Fenômeno muito disseminado nos Países Baixos, Suíça e Germânia, especialmente nas grandes cidades republicanas, como Amsterdam, Roterdam, Hamburgo, Lübeck, e muitas outras, contudo, com uma forte separação entre a baixa e a alta burguesia, operou-se um desenvolvimento diferenciado e surgiu a percepção da alta burguesia como uma nova nobreza, de pleno direito e de caráter cívico, e não feudal ou militar. Nessas regiões o termo "burguês" formalizou-se como um título e tornou-se um sinônimo de patrício, um estatuto regulamentado juridicamente, hereditário e extensivo às famílias. Tipicamente essas famílias eram armígeras, seus nomes eram inscritos em Livros de Ouro, só elas podiam ingressar em certas irmandades, monopolizavam as maiores riquezas e o acesso aos cargos públicos e aos conselhos, e detinham uma série de outros privilégios legais, políticos, econômicos e sociais. Enquanto isso os membros da baixa burguesia perdiam sua denominação de "burgueses" e passavam a se denominar "habitantes"; eram os pequenos comerciantes, artesãos, mestres de oficinas, membros de guildas, oficiais subalternos, etc, que residiam no perímetro urbano, detinham alguns direitos e viviam com algum conforto. O restante da população era bastante flutuante e ficava composta de servos, agricultores, trabalhadores não especializados, soldados mercenários, artistas itinerantes, aventureiros, que eram pobres, não possuíam quase nenhum direito e eram sistematicamente explorados pelos estratos sociais superiores. Estrangeiros, mesmo ricos, não tinham direitos e não podiam desenvolver atividade política e econômica significativa sem admissão na burguesia. O mesmo problema enfrentavam os nobres tradicionais, praticamente excluídos da administração pública urbana. Esse processo foi, desta maneira, uma tomada de poder nas cidades pelo estrato burguês superior,[5][6] e foi em tudo semelhante ao ocorrido na Itália, onde o mesmo estrato social urbano tomou o controle das cidades após o esfacelamento do poder local do Sacro Império Romano-Germânico, sendo o único diferencial a denominação da classe dominante emergente, que lá simplesmente se chamou de patrícia, e não burguesa.[7][8] Em seu estudo dos Países Baixos, onde a transformação da burguesia em patriciado se tornou um caso modelar, Frijhoff & Spies registram sobre os novos patrícios:

“Descendentes de mercadores de grãos e arenque, cervejeiros e fabricantes de sabão, construtores de navios e capitães, investiram sua riqueza em capitais simbólicos que lhes pudessem dar a ilusão de pertencerem a uma nova nobreza, muito acima da classe média.
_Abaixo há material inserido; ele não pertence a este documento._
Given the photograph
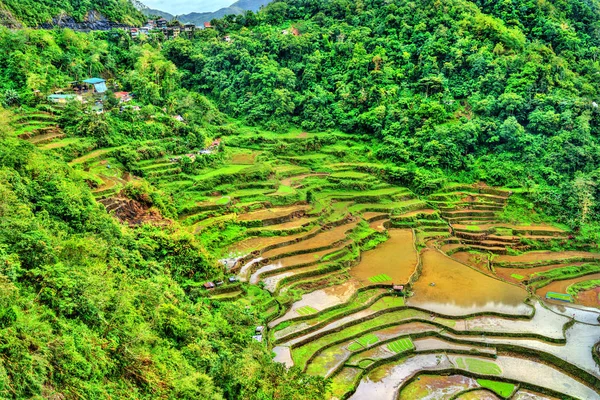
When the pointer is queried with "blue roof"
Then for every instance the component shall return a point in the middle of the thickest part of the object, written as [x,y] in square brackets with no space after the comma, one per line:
[94,81]
[61,96]
[100,87]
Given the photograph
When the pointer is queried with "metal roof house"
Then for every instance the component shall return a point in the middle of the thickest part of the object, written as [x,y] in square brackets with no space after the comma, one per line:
[99,84]
[61,98]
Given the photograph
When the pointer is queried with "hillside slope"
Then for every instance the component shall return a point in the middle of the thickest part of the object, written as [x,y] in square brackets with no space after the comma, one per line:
[34,13]
[504,95]
[237,8]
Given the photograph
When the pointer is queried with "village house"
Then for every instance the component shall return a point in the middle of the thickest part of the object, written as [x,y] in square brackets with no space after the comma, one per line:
[161,23]
[123,97]
[398,288]
[61,98]
[99,84]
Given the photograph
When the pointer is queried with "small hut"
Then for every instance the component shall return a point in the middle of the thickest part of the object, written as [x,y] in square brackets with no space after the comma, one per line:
[98,83]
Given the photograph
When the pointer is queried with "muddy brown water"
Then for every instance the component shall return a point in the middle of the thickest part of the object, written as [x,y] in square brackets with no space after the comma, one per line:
[449,287]
[589,298]
[506,273]
[396,258]
[561,287]
[269,213]
[293,224]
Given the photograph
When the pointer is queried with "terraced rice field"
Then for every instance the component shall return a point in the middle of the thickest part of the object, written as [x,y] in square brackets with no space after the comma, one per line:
[320,243]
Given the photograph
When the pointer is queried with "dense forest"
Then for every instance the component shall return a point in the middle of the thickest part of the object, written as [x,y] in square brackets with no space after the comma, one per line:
[34,12]
[501,92]
[505,93]
[90,308]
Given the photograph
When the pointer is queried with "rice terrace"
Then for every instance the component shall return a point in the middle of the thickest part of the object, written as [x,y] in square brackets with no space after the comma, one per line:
[387,293]
[300,200]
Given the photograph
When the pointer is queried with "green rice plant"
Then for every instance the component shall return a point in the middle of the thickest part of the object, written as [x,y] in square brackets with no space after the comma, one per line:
[479,366]
[401,345]
[559,296]
[307,310]
[503,389]
[363,342]
[380,278]
[575,288]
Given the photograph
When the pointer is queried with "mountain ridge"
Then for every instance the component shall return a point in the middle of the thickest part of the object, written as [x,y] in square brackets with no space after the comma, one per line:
[198,18]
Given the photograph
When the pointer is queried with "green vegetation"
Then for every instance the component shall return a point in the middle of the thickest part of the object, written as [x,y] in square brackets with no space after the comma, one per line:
[401,345]
[363,342]
[503,389]
[583,286]
[380,278]
[540,279]
[306,310]
[559,296]
[478,366]
[114,215]
[34,13]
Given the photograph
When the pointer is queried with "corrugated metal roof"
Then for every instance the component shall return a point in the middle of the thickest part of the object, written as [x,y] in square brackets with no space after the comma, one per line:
[94,81]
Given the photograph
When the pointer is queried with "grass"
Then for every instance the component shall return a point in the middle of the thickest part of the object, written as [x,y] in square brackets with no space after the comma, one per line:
[559,296]
[503,389]
[223,201]
[302,353]
[388,302]
[380,278]
[284,189]
[366,340]
[479,366]
[361,299]
[401,345]
[540,279]
[575,288]
[307,310]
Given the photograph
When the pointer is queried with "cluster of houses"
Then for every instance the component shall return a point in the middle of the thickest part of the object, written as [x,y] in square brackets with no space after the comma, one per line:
[163,28]
[88,90]
[214,146]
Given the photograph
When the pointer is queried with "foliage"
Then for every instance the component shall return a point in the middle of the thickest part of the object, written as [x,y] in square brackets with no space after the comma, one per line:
[503,93]
[89,308]
[503,389]
[33,13]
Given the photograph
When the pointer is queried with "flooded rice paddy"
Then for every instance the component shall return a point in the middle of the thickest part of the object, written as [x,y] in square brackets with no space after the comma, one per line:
[449,287]
[396,258]
[332,266]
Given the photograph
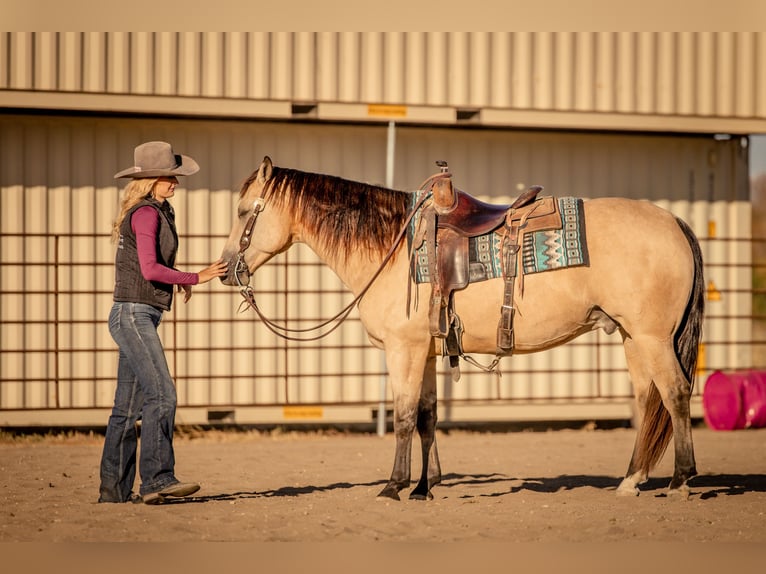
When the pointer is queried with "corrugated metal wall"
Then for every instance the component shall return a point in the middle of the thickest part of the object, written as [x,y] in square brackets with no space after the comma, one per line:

Compraram feudos e direitos hereditários, agiam como senhores feudais, ostentavam títulos duvidosos, construíam casarões e renovavam castelos, adotavam extravagantes brasões, inventavam genealogias míticas, casavam com nobres decadentes e em alta voz exigiam direitos de caça – a única prerrogativa de classe que permanecia exclusiva da nobreza, junto com o acesso aos Estados Gerais”.[6]
Registro de admissão de Ernst Volraat na burguesia de Breda, 1º de abril de 1734. Detalhe do Breda Poorterboek (Livro dos Burgueses de Breda).

A admissão nessas formas de burguesia/patriciado se conformou às práticas de enobrecimento em geral: o estatuto não era concedido com facilidade, era invariavelmente oneroso (em alguns locais a taxa cobrada era uma fortuna), a admissão era formalizada publicamente, e em geral exigia-se provas de boa conduta e idoneidade moral para o requerente e sua família, além de um compromisso de dedicação aos interesses públicos. Em alguns locais a família requerente precisava residir na cidade por um século ou mais e ter desenvolvido expressiva tradição. Esta burguesia completava desta forma uma quase completa mímese da antiga nobreza, usando os mesmos meios de legitimação e auto-afirmação e criando por si mesma e para si mesma um amplo espaço de representação social. E mais do que se equiparando à nobreza feudal e militar, de fato em muitos locais as suplantou em prestígio, riqueza e influência. Nos Países Baixos a tradição da burguesia tornou-se tão ilustre que depois de um longo período em regime republicano, quando a monarquia foi restaurada e quis enobrecer as famílias principais, descendentes dos antigos grandes comerciantes e políticos, teve várias vezes suas ofertas rejeitadas porque essas famílias tinham o estatuto de burgueses como superior ao de nobres.[9][5][10]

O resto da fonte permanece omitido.